T2 threads per core vs. T1 threads per core
The UltraSPARC T1 uses vertical multithreading (only one thread executing at a time). Each core timeslices between four active threads. Each clock cycle, the thread changes. If a thread is stalled and waiting for data, it is not run, the next one is. This way, there is not a penalty like "switch on event" (SOE) vertical multithreading, where one thread has to stall for another thread to be loaded. In SOE, there is a penalty as another thread is loaded.
The round-robin nature of T1 threading is simple, requiring fewer transistors to implement. It is also efficient. I saw a presentation which showed four threads on a T1 core produces about 3X the output of a single thread. That compares with about 1.25X for Intel Pentium 4's Hyperthreading and 1.5X for IBM POWER5's SMT.
Each UltraSPARC T2 core has two integer execution units, each supporting four threads. See the preso on OpenSPARC.net (http://www.opensparc.net/pubs/preszo/06/HotChips06_09_ppt_master.pdf).
So in the T1, 8 threads are simultaneously executing, and up to 24 threads are waiting. In the T2, 16 threads are simultaneously executing, and up to 48 threads are waiting.
Regarding the earlier comment on "dynamic thread allocation", I am assuming the commenter means some kind of ability to dynamically allocate threads between LDOMs. I assume this could be done with some external scripting, as CPU threads are dynamic in LDOMs. If "dynamic thread allocation" refers to the ability to allocate fractional thread to LDOMs, I don't see a need for this. A T1 chip has about the same throughput as two POWER5 chips (four cores), and offers up to 32 LDOMs vs. two POWER5's up to 40 LPARs. I doubt on such small machines customers have much need for so many partitions, nor do I believe they would want to fractionally weight partitions by less than 3% of the total compute available (in the IBM scenario, the fractional weigh is 0.25%, as each core can be weighted into 100 increments). The overhead required to share threads between partitions (cache flushes, etc.), as in IBM's Micropartioning likely outweighs some of the benefits the additional 0.25%-3.0% of performance increment provide.

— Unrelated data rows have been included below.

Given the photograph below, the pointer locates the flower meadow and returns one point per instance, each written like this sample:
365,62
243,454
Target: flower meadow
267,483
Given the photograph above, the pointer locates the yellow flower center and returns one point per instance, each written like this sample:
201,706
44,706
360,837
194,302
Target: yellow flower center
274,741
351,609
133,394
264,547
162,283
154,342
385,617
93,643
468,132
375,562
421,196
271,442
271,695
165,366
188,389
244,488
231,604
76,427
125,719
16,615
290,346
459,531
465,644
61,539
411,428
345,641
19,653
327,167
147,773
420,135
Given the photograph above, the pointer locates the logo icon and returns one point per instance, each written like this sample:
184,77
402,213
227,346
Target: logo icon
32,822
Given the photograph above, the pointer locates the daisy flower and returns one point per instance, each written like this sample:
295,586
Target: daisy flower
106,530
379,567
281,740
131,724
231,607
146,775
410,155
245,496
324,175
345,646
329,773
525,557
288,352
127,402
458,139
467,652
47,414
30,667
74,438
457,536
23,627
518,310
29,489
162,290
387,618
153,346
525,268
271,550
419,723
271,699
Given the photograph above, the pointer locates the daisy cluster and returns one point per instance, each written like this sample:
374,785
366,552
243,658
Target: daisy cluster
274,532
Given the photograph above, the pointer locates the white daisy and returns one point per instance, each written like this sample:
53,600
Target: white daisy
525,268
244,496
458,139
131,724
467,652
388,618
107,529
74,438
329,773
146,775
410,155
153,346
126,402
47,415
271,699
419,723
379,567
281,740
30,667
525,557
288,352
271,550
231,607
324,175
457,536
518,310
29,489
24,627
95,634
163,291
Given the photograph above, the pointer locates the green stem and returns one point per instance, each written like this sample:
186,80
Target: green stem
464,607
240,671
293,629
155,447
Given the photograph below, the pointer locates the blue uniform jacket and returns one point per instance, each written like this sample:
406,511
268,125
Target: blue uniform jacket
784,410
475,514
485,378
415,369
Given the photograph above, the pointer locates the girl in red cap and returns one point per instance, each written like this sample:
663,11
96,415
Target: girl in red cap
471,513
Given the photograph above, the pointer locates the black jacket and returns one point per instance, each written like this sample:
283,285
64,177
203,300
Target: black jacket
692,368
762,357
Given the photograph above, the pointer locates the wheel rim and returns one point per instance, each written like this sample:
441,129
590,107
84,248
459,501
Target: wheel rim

That brings up another advantage of the T1 and T2's timeslicing of threads in an LDOM environment. Each thread's context (cache state, TLBs, etc.) is maintained in hardware, so there is very low overhead to have different OSs on each thread state. It makes the hypervisor's job easier too.
Regarding the question is Victoria Falls an SMP, the answer is yes. It has cache coherency and interconnect logic on the chip.